Field noted that the ACA in its breadth has brought many gains: provisions for generic versions of biotechnology drugs; “accountable care organizations” that encourage hospitals and doctors to band together to form networks and make care more efficient; no-cost preventive treatments; breast-feeding stations at work; calorie counts on restaurant menus; allowing young people to stay on their parents policies until age 26; and closing the Medicare ‘doughnut hole,’ or the gap in prescription drug coverage. About 10 million to 15 million Americans have benefited from these provisions by buying insurance in the exchange marketplace, and the ACA buffeted another 15 million to 20 million people on Medicaid, he added.

“What many of them may not realize is that if the ACA went away, that individual coverage might not be any cheaper.” –Robert Field

Pauly agreed with Field that the ACA provisions brought relief to vulnerable Americans, even as he pointed out troublesome aspects such as caps on Medicare payments.
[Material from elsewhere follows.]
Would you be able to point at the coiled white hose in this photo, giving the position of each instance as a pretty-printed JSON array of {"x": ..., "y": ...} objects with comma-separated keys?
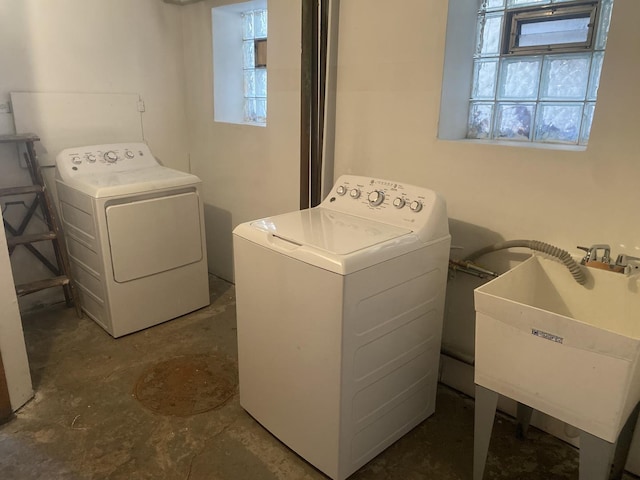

He noted that the 10 million to 15 million people Field referred to make up only about 3% of the total U.S. population, and suggested another approach. “That is quite trivial relative to the total size of the population. Why don’t we just pay for them? What’s the big deal? It’s a rounding error in the estimates of total national health expenditures.”

Next Course of Action

A challenge to the latest ruling will head to the U.S. Court of Appeals for the Fifth Circuit, which covers Texas. Field sees two possible scenarios. “On the one hand, it’s a conservative court, so they might tend to support the ruling. On the other hand, the ruling is so convoluted and so extensive – well beyond where it had to go – that there’s a good chance they would strike it down or at least limit it.”

Field predicted that if the Texas ruling is struck down and the ACA stays in place, the Republican attorneys-general will appeal, and “in all likelihood the Supreme Court won’t take the case.” But if it is upheld in whole or in part, then the Democratic attorneys-general will appeal “and the Supreme Court will have another show on its hands.”

In Field’s estimation, “there’s better than a 50% chance that [Chief] Justice Roberts will be back in his corner trying to figure out what to do” about the Texas ruling. Added Pauly: “No good deed goes unpunished, even for a Supreme Court justice.”